Avant d’évoquer de Portraits fantômes à proprement parler, j’aimerais vous demander quels sont justement vos films de fantômes préférés ?

Les fantômes existent de différentes manières, ou plutôt il existe différentes manières de regarder les fantômes. Ils peuvent être effrayants, et dans ce registre, je dirais que l’un des tout meilleurs films que j’ai vus est Les Innocents. Mais j’aime aussi énormément un film brésilien avec Sonia Braga intitulé Dona Flor et ses deux maris. Il s’agit du plus gros succès du cinéma brésilien des années 70, et on entend d’ailleurs un extrait du film dans Portraits fantômes. C’est l’histoire d’une femme dont le mari, un homme très extravagant, meurt d’une crise cardiaque lors du carnaval. Elle se remarie avec un homme très différent, très conservateur, mais le fantôme du premier mari revient. Il revient d’abord pour faire l’amour avec elle puis se réinstalle peu à peu, si bien qu’elle finit par vivre effectivement avec deux maris : l’un vivant et l’autre mort. La plupart des gens ne classeraient pas spontanément ce long métrage parmi les films de fantômes parce qu’il n’a rien d’effrayant mais je ne pense pas que les histoires de fantômes devraient forcément nous faire peur. Ces histoires-là ont souvent beaucoup à nous dire sur la nature humaine.

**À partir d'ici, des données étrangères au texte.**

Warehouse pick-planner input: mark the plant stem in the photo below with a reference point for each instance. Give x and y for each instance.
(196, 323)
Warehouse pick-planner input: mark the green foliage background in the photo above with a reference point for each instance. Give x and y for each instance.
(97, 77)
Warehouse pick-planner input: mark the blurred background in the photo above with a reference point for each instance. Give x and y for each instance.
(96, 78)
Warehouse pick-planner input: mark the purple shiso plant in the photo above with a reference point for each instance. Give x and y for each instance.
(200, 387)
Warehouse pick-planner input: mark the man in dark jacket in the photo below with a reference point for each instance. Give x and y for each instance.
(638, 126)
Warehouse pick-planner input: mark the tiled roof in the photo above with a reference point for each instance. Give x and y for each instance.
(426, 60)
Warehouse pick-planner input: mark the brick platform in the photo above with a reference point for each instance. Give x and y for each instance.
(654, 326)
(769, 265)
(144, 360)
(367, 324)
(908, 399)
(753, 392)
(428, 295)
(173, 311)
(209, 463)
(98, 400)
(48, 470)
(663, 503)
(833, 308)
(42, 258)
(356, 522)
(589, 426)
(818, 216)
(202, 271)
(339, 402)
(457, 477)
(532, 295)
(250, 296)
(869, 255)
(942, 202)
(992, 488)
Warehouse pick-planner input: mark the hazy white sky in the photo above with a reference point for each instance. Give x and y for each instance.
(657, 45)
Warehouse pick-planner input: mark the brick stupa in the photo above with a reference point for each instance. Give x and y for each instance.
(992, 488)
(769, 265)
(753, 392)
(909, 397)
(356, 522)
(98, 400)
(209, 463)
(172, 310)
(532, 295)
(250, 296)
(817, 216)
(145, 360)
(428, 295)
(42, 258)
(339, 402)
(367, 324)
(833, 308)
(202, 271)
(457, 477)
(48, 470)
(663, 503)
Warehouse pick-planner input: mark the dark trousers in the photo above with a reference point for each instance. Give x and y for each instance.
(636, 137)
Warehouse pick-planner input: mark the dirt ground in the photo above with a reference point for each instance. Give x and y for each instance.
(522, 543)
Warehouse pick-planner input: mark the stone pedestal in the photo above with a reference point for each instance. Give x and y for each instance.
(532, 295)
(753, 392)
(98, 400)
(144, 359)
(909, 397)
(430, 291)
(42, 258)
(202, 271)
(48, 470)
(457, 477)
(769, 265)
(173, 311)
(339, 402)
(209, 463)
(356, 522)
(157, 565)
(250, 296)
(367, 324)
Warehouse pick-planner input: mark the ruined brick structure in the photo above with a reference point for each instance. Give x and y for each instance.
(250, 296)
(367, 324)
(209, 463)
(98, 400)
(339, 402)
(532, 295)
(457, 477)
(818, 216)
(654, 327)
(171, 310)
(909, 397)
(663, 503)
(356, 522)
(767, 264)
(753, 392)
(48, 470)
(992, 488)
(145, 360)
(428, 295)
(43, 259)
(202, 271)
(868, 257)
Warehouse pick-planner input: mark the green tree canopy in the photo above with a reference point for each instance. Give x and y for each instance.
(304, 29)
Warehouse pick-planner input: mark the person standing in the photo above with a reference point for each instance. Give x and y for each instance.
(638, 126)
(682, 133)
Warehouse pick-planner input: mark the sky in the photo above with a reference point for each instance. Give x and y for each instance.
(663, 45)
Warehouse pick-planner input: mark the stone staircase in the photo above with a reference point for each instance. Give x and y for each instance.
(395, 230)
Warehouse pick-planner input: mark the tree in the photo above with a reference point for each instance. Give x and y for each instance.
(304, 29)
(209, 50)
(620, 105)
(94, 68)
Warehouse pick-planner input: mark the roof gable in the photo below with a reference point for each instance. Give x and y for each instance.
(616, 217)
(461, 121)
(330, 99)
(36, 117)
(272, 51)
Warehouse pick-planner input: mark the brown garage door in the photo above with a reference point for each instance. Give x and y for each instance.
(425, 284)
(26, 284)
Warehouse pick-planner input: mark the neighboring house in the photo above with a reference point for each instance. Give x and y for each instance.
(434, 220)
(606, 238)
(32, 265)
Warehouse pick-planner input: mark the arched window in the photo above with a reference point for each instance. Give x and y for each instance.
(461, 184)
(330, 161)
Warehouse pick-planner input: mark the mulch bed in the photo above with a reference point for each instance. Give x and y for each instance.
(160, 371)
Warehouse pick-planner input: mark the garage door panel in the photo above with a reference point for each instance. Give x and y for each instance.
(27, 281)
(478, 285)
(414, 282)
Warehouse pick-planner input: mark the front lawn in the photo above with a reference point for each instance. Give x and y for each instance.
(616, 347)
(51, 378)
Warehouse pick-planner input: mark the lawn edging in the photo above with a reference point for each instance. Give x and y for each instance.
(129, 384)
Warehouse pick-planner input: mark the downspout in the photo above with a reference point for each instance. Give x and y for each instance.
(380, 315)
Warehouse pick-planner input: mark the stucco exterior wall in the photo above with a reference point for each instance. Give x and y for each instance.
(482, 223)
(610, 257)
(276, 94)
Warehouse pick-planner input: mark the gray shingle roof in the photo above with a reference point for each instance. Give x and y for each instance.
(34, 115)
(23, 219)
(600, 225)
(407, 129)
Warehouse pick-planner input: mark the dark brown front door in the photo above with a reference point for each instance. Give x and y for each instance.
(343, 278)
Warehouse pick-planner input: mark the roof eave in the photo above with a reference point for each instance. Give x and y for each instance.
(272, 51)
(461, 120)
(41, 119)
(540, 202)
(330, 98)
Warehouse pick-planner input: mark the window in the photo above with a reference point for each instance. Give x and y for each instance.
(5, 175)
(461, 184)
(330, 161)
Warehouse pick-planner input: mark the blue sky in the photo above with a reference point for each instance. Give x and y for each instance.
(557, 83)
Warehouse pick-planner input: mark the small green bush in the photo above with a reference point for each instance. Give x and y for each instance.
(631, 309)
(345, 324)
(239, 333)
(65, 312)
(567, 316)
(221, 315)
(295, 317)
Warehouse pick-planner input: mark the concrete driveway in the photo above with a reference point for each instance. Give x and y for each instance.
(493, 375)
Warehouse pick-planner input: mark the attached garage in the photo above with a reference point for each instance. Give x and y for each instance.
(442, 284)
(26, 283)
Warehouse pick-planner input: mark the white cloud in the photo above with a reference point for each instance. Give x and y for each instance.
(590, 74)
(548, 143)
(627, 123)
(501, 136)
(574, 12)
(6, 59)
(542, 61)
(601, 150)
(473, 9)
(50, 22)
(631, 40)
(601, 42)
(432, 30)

Parmi mes films de fantômes préférés il y a également Le Loup-garou de Londres de John Landis. C’est l’histoire de deux amis dont l’un meurt soudain. L’autre se retrouve seul et il est comme maudit, et le fait qu’il se transforme en loup-garou est presque accessoire. Il reçoit régulièrement la visite de son ami mort et à chaque fois, l’état physique de ce dernier empire. Pour moi c’est une très belle histoire de fantômes cachée au milieu d’un très bon film de loup-garou.



Qu’est-ce qui vous a amené à choisir le titre Portraits fantômes pour ce nouveau film ?

Il m’a fallu beaucoup de temps pour parvenir à trouver un titre satisfaisant. Ma toute première idée c’était The Show Begins Outside (Le film commence dès l’extérieur, ndlr), en référence à l’entrée du cinéma que je montre dans le film. Devant ce cinéma, le trottoir est différent, il possède sa propre structure. Quand on arrive à pied et qu’on commence à marcher sur ce bout de trottoir-là, la sensation d’être au cinéma commence d’emblée. Le cinéma débute dès cet instant. Et puis grâce à l’air conditionné on commence à sentir l’odeur du popcorn servi à l’intérieur.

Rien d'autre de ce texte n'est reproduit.